Clustering traces based on edit distance

nirmalpatel · April 2017

Hi everyone,

Is there a ProM plugin that can cluster traces based on edit distance (also called Levenshtein distance)? I see that there are some papers [1] mentioning the approach, but I'm unable to find a plugin for the same.

Please tell me if you know any other plugin for clustering that is uses similar approach, that will also work.

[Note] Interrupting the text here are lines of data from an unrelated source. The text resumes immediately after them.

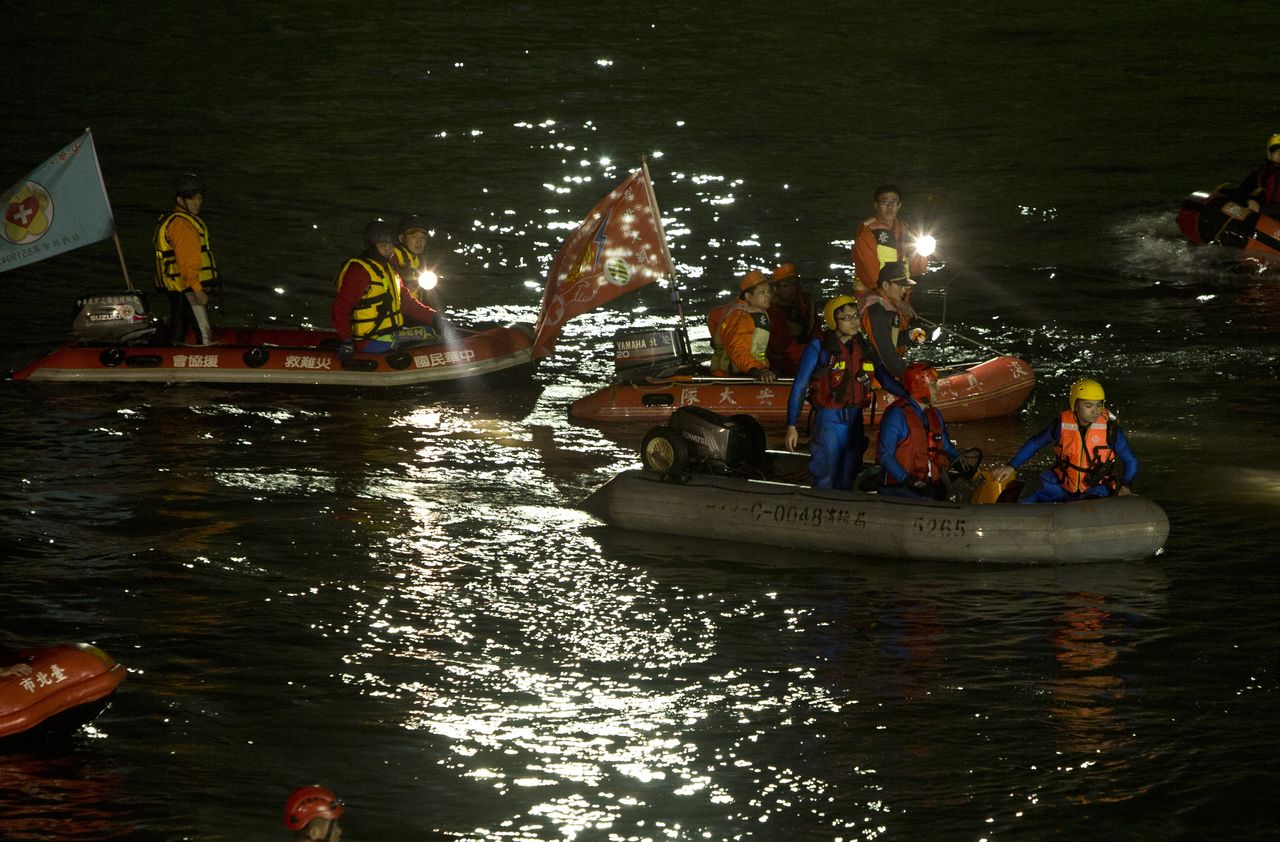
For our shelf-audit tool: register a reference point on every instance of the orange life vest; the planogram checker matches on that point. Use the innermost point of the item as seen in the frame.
(1082, 461)
(922, 452)
(845, 379)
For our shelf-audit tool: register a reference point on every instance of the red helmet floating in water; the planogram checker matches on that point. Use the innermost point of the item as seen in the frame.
(311, 802)
(917, 380)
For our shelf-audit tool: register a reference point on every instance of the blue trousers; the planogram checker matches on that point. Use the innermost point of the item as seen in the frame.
(1050, 492)
(836, 448)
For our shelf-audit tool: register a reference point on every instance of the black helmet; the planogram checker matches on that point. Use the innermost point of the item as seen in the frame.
(187, 184)
(379, 232)
(412, 223)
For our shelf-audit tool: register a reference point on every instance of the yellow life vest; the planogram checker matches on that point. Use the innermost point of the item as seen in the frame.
(379, 310)
(168, 277)
(407, 260)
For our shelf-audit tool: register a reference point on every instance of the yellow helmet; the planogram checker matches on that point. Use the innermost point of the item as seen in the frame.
(828, 312)
(1086, 389)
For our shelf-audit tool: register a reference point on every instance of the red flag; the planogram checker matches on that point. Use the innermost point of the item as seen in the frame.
(618, 247)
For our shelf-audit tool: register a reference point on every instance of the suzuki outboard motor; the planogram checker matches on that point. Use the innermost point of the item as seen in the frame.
(118, 319)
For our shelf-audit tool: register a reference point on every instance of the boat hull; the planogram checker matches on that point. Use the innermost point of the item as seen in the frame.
(54, 687)
(987, 389)
(858, 525)
(289, 357)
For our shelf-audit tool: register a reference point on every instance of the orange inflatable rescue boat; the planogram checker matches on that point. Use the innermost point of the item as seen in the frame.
(54, 687)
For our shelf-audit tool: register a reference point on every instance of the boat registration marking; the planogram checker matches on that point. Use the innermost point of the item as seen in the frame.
(32, 680)
(195, 361)
(940, 526)
(306, 361)
(814, 516)
(443, 358)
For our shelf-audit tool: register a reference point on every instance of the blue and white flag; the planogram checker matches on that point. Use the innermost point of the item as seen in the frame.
(59, 206)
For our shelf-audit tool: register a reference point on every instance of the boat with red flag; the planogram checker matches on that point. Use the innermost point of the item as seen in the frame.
(656, 376)
(618, 247)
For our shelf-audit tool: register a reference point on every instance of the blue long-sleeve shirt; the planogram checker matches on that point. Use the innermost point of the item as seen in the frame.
(1052, 434)
(809, 360)
(894, 430)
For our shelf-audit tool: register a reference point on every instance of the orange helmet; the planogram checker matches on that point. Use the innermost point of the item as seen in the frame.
(311, 802)
(785, 270)
(917, 379)
(750, 279)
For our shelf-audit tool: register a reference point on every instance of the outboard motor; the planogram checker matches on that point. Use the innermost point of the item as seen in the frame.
(647, 355)
(698, 440)
(118, 319)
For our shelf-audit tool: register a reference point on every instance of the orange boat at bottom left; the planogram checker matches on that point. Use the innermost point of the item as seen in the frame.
(54, 687)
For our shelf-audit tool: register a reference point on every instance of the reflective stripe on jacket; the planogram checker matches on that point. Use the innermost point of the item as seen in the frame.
(379, 309)
(168, 274)
(736, 351)
(922, 452)
(842, 376)
(1077, 457)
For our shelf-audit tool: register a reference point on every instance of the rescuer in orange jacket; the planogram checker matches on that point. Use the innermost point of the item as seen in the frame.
(913, 448)
(740, 333)
(835, 375)
(794, 320)
(1261, 190)
(882, 238)
(1093, 454)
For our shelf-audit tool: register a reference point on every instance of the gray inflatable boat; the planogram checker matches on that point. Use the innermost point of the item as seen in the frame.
(854, 524)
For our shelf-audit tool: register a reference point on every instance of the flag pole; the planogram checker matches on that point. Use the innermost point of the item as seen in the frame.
(115, 234)
(666, 252)
(120, 252)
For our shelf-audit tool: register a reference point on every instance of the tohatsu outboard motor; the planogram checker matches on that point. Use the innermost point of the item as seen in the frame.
(696, 440)
(117, 319)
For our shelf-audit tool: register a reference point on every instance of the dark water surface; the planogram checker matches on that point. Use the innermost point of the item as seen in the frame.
(397, 596)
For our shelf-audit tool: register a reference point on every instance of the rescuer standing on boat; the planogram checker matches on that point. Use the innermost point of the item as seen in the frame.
(836, 375)
(913, 448)
(881, 239)
(740, 341)
(1093, 454)
(184, 264)
(312, 814)
(792, 320)
(1261, 190)
(371, 303)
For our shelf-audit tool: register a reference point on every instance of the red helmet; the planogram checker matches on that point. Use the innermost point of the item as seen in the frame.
(917, 380)
(311, 802)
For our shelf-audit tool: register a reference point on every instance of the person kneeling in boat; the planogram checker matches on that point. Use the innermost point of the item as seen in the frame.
(886, 317)
(370, 309)
(740, 341)
(794, 320)
(312, 813)
(1261, 190)
(836, 375)
(184, 265)
(1093, 454)
(913, 448)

I'm working with data that come from place where there is no underlying normative process model. Basically, its kids using educational software, and so things differ from teacher to teacher, and also from student to student so event log has quite a lot of variety. And so process models I get are always complicated. I'm hoping that clustering traces beforehand might help.

Thanks,
Nirmal

[1] Context Aware Trace Clustering: Towards Improving Process Mining Results

nirmalpatel · April 2017

Hi Folks,

Right now I've done a little arrangement to do clustering outside ProM. I'm trying out hierarchical clustering to cluster traces. I use R, and R's hclust() function that does hierarchical clustering requires user to provide a distance matrix that contains pairwise distances between observations. So I just plug in edit distance matrix of all traces and I am getting very interesting results. I haven't optimized code, so it takes a bit of time, but results are looking good to me.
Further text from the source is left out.